The founder of psychoanalysis, Freud theorized that beneath the surface of the rational mind was the unconscious. He supposed that the unconscious was responsible for a fair proportion of human behavior. Weber, the leading critic of Marx and a brilliant sociologist, also explored the limits of reason. Indeed, for him, the most destructive force operating in institutions was something he called technical rationality—that is, rationality without morality.

For Weber, technical rationality was embodied in one particular organizational form—the bureaucracy. Bureaucracies, he said, were frightening not for their inefficiencies but for their efficiencies and their capacity to dehumanize people. The tragic novels of Franz Kafka bear stark testimony to the debilitating effects of bureaucracy. Even more chilling was the testimony of Hitler's lieutenant Adolf Eichmann that "I was just a good bureaucrat." Weber believed that the only power that could resist bureaucratization was charismatic leadership. But even this has a very mixed record in the twentieth century. Although there have been inspirational and transformational wartime leaders, there have also been charismatic leaders like Hitler, Stalin, and Mao Tse-tung who committed horrendous atrocities.

By the twentieth century, there was much skepticism about the power of reason and man's ability to progress continuously. Thus, for both pragmatic and philosophic reasons, an intense interest in the concept of leadership began to develop. And indeed, in the 1920s, the first serious research started. The first leadership theory—trait theory—attempted to identify the common characteristics of effective leaders. To that end, leaders were weighed and measured and subjected to a battery of psychological tests. But no one could identify what effective leaders had in common. Trait theory fell into disfavor soon after expensive studies concluded that effective leaders were either above-average height or below.

Trait theory was replaced by style theory in the 1940s, primarily in the United States. One particular style of leadership was singled out as having the most potential. It was a hail-fellow-well-met democratic style of leadership, and thousands of American executives were sent to training courses to learn how to behave this way. There was only one drawback. The theory was essentially capturing the spirit of FDR's America—open, democratic, and meritocratic. And so when McCarthyism and the Cold War surpassed the New Deal, a completely new style was required. Suddenly, everyone was encouraged to behave like a Cold War warrior! The poor executive was completely confused.

Recent leadership thinking is dominated by contingency theory, which says that leadership is dependent on a particular situation. That's fundamentally true, but given that there are endless contingencies in life, there are endless varieties of leadership. Once again, the beleaguered executive looking for a model to help him is hopelessly lost.

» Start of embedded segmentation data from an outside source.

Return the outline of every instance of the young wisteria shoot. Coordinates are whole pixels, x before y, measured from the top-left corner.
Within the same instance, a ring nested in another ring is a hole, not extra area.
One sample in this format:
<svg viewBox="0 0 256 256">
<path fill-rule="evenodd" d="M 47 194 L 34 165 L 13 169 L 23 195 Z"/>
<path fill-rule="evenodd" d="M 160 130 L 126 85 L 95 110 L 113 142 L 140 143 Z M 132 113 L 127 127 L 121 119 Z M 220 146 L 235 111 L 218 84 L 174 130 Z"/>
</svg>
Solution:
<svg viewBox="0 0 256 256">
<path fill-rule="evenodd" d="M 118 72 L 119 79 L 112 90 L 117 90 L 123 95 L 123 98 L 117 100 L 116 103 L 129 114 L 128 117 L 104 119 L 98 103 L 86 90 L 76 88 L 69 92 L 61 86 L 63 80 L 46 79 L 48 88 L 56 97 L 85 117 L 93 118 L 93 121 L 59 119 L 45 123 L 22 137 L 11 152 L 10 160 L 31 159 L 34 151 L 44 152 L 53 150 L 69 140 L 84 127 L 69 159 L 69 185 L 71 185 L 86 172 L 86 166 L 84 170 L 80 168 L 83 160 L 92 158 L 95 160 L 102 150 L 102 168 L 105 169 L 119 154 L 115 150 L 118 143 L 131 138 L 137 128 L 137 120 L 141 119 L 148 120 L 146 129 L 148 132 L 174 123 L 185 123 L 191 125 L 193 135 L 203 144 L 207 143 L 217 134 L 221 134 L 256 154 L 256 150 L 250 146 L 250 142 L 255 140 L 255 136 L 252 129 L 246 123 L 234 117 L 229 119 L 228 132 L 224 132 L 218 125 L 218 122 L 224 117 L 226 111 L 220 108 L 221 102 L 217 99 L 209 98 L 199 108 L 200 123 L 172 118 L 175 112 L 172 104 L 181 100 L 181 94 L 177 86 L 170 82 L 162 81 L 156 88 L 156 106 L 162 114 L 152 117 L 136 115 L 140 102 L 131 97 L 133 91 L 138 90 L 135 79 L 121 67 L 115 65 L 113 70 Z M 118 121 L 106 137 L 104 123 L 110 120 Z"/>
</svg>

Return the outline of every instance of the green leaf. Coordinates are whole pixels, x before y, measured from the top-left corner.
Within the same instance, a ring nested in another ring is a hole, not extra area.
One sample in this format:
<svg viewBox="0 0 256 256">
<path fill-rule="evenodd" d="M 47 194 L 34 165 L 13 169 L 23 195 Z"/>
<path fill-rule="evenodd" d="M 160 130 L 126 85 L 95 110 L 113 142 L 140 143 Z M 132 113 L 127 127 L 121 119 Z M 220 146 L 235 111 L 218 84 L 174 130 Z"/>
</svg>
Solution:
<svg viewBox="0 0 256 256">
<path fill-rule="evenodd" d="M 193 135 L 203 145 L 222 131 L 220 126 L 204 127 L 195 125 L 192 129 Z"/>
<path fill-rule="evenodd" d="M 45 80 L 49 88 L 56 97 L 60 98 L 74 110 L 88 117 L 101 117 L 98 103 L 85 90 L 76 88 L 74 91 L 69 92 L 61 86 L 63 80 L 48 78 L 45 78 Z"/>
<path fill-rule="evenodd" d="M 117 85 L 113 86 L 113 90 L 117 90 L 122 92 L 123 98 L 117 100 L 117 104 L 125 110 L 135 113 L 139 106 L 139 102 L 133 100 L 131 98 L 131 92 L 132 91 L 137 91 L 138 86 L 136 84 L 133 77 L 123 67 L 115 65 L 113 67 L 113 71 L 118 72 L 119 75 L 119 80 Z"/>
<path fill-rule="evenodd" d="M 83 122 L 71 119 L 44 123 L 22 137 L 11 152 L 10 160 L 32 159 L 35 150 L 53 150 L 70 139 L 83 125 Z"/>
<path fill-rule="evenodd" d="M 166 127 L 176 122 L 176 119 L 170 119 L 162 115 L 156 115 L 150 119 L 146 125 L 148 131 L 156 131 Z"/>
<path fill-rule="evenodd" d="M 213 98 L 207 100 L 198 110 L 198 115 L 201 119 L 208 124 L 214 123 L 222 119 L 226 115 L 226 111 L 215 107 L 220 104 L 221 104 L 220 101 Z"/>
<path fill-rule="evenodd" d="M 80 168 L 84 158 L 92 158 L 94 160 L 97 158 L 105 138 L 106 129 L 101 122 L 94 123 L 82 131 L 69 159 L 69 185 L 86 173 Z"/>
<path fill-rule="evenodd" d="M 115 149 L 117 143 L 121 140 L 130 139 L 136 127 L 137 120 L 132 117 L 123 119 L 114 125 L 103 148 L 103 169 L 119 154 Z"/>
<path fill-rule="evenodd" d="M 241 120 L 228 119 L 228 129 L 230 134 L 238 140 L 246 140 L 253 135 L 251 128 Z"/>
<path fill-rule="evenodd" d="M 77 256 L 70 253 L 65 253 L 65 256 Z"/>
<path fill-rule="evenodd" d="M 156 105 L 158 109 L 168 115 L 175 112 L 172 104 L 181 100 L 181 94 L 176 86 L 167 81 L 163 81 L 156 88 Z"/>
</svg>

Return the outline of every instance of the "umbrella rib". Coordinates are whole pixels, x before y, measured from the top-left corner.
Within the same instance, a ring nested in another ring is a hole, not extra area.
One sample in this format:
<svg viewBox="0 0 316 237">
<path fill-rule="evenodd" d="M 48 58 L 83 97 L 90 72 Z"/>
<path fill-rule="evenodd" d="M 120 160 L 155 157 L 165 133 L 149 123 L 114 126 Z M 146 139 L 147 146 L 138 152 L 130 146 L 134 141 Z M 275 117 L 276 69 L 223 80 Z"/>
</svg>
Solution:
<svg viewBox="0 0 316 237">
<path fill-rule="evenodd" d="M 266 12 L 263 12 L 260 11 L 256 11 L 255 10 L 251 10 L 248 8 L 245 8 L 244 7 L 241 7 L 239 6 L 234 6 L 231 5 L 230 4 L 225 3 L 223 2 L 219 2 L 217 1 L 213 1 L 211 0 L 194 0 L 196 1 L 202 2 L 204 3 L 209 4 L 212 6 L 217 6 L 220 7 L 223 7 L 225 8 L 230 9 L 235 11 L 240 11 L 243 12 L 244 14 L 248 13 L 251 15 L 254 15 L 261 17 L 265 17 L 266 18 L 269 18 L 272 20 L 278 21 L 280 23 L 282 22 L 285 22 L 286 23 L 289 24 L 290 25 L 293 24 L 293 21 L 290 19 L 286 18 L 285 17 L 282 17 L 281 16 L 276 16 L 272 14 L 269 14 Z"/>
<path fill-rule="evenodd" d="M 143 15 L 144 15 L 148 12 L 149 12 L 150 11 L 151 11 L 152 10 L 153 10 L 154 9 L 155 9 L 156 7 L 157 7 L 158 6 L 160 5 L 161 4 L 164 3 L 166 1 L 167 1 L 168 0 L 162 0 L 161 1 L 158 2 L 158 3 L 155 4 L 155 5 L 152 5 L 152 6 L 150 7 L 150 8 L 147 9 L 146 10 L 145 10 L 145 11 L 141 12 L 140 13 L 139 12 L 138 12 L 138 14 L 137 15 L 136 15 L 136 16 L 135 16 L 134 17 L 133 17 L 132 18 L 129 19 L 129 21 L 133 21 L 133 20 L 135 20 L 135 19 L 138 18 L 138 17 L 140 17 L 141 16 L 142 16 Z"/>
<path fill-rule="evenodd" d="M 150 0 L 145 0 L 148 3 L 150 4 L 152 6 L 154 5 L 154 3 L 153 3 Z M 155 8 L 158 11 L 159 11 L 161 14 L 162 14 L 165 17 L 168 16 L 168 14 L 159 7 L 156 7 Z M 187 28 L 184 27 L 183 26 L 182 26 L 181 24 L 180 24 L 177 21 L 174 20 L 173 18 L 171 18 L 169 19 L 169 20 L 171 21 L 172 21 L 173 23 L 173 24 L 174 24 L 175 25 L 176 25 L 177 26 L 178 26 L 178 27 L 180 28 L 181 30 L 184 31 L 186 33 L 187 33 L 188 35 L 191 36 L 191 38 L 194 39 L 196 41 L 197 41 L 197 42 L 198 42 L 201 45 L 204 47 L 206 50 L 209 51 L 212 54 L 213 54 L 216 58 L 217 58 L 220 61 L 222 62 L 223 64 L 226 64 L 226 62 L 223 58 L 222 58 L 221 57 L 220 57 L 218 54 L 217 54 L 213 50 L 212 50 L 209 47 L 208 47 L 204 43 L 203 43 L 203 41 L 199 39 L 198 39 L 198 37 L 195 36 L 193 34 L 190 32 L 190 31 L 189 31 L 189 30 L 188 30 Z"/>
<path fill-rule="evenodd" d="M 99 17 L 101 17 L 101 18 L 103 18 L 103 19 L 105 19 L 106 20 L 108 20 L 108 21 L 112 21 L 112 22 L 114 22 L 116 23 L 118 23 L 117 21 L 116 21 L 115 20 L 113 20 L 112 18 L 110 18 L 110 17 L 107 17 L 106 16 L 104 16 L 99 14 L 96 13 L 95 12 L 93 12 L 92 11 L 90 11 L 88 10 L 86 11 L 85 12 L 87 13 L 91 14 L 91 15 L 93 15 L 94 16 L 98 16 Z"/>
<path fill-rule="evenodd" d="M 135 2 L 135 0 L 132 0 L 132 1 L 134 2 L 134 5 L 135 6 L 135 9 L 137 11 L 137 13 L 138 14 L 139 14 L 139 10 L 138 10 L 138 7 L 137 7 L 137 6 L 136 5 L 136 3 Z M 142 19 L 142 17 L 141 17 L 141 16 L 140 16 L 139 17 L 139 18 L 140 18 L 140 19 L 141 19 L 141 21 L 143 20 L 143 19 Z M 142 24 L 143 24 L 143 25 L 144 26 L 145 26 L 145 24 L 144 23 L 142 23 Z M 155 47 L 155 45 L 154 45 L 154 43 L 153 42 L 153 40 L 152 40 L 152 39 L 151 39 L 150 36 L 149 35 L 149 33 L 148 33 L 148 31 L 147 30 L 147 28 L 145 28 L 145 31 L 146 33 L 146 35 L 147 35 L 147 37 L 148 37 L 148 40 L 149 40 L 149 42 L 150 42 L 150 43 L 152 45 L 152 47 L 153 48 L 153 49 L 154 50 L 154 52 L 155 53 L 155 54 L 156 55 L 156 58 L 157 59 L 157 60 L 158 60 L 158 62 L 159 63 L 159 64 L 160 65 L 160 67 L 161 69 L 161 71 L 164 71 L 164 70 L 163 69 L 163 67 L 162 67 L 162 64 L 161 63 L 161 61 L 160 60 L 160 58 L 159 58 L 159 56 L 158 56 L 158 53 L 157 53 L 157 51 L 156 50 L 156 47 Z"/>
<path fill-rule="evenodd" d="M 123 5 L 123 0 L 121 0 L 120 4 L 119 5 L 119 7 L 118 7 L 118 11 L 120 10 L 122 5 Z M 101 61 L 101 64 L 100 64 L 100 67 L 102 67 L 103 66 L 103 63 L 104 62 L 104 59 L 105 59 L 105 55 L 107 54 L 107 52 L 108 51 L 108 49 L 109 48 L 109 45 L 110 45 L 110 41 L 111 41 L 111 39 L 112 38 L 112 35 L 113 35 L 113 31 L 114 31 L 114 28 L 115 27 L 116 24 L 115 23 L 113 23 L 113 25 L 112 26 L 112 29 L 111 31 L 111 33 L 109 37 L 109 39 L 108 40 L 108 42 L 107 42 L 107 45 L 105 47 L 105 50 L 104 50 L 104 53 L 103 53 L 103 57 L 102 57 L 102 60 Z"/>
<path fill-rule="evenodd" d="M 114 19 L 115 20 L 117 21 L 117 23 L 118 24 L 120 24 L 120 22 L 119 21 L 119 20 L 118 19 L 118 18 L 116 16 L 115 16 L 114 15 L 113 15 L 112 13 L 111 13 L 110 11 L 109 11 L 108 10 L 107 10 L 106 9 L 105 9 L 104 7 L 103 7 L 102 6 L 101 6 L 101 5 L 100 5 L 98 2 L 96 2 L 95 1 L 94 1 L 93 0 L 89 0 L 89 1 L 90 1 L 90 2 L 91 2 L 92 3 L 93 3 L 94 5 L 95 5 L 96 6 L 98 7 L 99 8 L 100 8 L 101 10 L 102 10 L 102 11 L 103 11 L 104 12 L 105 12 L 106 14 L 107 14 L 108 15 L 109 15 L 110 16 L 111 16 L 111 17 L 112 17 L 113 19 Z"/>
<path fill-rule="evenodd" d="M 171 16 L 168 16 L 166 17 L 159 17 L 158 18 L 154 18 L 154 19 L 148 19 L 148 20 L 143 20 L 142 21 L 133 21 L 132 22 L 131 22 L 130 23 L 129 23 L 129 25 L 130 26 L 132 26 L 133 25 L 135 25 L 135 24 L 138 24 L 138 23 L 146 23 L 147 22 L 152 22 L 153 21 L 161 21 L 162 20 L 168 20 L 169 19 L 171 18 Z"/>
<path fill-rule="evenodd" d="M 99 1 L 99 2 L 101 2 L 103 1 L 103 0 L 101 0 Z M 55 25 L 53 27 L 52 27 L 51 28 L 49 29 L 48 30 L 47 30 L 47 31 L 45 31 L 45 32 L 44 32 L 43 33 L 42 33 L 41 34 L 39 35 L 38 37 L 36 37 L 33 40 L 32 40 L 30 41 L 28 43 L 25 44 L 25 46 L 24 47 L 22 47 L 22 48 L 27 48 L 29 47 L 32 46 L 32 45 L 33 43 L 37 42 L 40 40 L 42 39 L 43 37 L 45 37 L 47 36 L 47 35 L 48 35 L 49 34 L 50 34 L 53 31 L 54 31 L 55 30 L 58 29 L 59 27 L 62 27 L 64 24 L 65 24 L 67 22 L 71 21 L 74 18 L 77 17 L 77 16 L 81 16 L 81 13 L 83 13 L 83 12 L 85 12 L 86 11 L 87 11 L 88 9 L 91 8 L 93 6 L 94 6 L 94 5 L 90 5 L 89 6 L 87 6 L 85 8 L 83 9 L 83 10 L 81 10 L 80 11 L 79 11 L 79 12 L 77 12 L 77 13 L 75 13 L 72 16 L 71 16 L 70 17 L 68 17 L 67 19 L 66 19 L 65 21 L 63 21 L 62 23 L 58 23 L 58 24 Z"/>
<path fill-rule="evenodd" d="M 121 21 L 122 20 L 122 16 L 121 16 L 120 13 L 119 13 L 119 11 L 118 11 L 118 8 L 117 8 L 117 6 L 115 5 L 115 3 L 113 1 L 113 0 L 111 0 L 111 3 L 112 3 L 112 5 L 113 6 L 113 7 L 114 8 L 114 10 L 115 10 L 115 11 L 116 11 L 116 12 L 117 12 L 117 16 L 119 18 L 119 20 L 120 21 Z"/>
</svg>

For this article, we ransacked all the leadership theories to come up with the four essential leadership qualities. Like Weber, we look at leadership that is primarily antibureaucratic and charismatic. From trait theory, we derived the qualities of weaknesses and differences. Unlike the original trait theorists, however, we do not believe that all leaders have the same weaknesses; our research only showed that all leaders expose some flaws. Tough empathy grew out of style theory, which looked at different kinds of relationships between leaders and their followers. Finally, context theory set the stage for needing to know what skills to use in various circumstances.